La crisi ha fatto “perdere” quasi mezzo miliardo di posti (Ilo-Onu)

In termini di ore lavorate in meno nel secondo trimestre

SET 23, 2020 -

Roma, 23 set. (askanews) – La crisi pandemica ha causato una perdita equivalente a quasi mezzo miliardo di posti di lavoro nel secondo trimestre, in termini di ore lavorative mancate. Continuano a peggiorare le stime dell’Ilo, l’Organizzazione dell’Onu sul Lavoro, riguardo all’impatto della crisi Covid nel mondo. E “le perdite devastanti sulle ore lavorate – afferma l’ente di nell’ultimo aggiornamento delle sue stime – hanno causato una massiccia perdita di reddito da lavoro”.

La sesta edizione di questo “Ilo Monitor: Covid-19 and the world of work” segna stime “considerevolmente più ampie”, rispetto ai dati di giugno sugli effetti della pandemia, rileva l’Ilo con un comunicato.

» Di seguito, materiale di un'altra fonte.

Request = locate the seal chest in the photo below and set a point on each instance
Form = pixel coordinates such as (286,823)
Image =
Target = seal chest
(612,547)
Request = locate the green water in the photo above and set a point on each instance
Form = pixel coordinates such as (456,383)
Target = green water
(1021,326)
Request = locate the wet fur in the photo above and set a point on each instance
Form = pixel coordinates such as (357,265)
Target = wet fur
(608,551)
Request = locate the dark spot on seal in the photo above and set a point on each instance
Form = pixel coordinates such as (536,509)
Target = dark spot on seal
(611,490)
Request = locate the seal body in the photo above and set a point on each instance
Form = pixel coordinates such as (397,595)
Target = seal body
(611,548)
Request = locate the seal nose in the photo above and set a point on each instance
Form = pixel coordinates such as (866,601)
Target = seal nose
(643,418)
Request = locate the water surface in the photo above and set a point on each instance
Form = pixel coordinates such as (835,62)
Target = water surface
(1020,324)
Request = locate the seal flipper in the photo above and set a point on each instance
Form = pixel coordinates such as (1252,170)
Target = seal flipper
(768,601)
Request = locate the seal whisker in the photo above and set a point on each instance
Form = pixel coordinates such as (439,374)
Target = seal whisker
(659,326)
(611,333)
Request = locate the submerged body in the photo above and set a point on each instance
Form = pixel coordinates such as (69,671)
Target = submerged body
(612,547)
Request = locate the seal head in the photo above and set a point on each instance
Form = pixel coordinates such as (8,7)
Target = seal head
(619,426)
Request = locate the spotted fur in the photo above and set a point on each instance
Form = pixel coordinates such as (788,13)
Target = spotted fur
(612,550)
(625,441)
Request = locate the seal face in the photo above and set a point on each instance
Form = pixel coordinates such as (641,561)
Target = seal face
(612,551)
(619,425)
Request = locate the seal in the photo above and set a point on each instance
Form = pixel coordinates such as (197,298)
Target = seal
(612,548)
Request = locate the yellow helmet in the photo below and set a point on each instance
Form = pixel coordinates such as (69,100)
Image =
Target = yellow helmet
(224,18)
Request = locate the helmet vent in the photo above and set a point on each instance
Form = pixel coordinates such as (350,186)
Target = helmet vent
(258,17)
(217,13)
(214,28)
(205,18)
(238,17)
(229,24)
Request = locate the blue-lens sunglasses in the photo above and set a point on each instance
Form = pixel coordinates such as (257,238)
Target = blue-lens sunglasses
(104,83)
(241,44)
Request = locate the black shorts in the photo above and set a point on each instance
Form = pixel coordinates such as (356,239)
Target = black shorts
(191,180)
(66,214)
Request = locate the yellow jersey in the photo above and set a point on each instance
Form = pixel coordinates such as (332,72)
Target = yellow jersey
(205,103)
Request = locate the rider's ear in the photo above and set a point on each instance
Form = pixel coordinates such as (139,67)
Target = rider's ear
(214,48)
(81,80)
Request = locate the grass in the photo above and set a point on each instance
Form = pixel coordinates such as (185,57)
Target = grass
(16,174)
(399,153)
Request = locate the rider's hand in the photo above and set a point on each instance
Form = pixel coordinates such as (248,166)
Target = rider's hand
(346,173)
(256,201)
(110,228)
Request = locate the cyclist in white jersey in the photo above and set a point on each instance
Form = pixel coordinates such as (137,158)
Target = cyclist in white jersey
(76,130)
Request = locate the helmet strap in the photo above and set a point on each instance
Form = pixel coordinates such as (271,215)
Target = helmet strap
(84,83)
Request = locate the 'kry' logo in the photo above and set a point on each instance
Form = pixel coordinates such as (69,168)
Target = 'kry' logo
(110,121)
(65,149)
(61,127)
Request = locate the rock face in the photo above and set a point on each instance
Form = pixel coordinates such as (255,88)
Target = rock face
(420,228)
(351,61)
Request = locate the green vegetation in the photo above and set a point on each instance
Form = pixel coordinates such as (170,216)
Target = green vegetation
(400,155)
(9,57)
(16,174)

Adesso si stima che nel secondo trimestre siano state perse ore di lavoro equivalenti a 495 milioni di posti a tempo pieno, con un meno 17,3% rispetto allo stesso periodo di un anno prima.

Lo scorso giugno, ricorda l’Ilo, si stimavano perdite equivalenti a 400 milioni di posti nel secondo trimestre (prendendo a riferimento una settimana di 48 ore lavorative). Sul terzo trimestre sono attese perdite equivalenti a 345 milioni di posti a tempo pieno. E le prospettive sul quarto trimestre sono a loro volta peggiorate: in questo caso le ore perse attese equivalgono a 245 milioni di posti, con un meno 8,6% su base annua.

“Dobbiamo raddoppiare gli sforzi contro il virus – ha affermato il direttore generale dell’Ilo, Guy Ryder – e allo stesso modo dobbiamo agire rapidamente per superare le sue ricadute su economia, società e occupazione”. Secondo l’ente dell’Onu, uno dei motivi degli aggravamenti delle stime è che i lavoratori “informali” dei Paesi emergenti sono stati colpiti in maniera molto più netta che in crisi passate.

Peraltro, in generale il calo dell’occupazione è molto più da collegare alla caduta in inattività delle persone che alla disoccupazione (che implica il proseguimento della ricerca attiva di lavoro, a differenza dell’inattività). E quest’ultimo aspetto “ha implcazioni rilevanti di policy”, avverte ‘Ilo.